Wednesday, March 30, 2011

THE HOLINESS OF THE GAZE

THE HOLINESS OF THE GAZE


In South America a journalist friend of mine met an old Native American chief whom he would have loved to interview. The chief agreed on the condition that they could have some time together beforehand. The journalist presumed that they would hold a conversation in the normal manner. Instead, the chief took him aside and looked directly into his eyes in silence for a long time. Initially, this terrified my friend, he felt his life was totally exposed to the gaze and silence of this stranger. After a while the journalist began to deepen his own gaze. Each continued this silent gazing for more than two hours. After this time it seemed as if they had known each other all of their lives. There was no longer any need for the interview. In a certain sense, to gaze into the face of the other is to gaze into the depth and entirety of their life.

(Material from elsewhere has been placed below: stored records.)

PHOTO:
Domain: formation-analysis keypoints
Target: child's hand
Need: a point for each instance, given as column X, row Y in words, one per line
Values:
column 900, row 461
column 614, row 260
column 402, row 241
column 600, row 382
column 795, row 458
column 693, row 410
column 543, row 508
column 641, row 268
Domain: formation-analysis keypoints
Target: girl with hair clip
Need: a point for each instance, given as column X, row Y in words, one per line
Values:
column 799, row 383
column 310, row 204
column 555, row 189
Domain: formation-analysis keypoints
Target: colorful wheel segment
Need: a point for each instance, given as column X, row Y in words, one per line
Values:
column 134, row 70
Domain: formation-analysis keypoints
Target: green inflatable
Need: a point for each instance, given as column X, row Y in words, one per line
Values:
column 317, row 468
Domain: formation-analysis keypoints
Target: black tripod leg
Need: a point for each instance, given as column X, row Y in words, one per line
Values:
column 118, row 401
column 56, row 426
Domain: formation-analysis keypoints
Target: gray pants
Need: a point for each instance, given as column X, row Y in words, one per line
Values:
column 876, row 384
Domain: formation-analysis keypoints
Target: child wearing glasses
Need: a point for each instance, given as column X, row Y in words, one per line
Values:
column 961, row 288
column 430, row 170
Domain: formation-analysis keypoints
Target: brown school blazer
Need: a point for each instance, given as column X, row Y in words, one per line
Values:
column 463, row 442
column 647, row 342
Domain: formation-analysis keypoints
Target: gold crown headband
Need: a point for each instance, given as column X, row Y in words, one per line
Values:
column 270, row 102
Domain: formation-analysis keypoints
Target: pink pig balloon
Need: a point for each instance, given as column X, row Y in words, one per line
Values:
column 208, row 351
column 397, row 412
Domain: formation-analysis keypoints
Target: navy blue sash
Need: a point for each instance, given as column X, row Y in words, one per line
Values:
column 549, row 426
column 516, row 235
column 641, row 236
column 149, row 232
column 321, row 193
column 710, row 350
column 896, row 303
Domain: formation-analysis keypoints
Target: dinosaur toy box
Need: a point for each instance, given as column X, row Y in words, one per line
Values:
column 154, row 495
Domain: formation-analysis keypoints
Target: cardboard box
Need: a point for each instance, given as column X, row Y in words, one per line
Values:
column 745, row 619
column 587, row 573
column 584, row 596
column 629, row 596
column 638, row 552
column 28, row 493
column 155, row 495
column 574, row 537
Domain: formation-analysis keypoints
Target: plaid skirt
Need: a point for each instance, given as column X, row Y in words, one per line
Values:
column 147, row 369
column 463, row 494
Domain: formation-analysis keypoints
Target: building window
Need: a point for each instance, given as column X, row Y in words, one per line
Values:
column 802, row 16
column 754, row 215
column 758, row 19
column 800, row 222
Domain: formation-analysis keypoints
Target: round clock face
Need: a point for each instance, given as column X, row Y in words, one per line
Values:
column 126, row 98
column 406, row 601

We assume too readily that we share the one world with other people. It is true at the objective level that we inhabit the same physical space as other humans; the sky is, after all, the one visual constant in all of our perception. Yet this outer world offers no access to the inner world of an individual. At a deeper level, each person is the custodian of a completely private, individual world. Sometimes our beliefs, opinions and thoughts are ultimately ways of consoling ourselves that we are not alone with the burden of a unique, inner world. It suits us to pretend that we all belong to the one world, but we are more alone than we realize. This aloneness is not simply due to our difference from each other; it derives more from the fact that each of us is housed in a different body. The idea of human life being housed in a body is fascinating. For instance, when someone comes to visit your home, they come bodily. They bring all of their inner world, experience and memory into your house through the vehicle of their body. While they are visiting you, their life is no elsewhere; it is totally there with you, before you, reaching out towards you. When the visit is over, their body stands up, walks out and carries this hidden world away. This recognition also illuminates the mystery of making love. It is not just two bodies that are close, but rather two worlds; they circle each other and flow into each other. We are capable of such beauty, delight and terror because of this infinite and unknown world within us.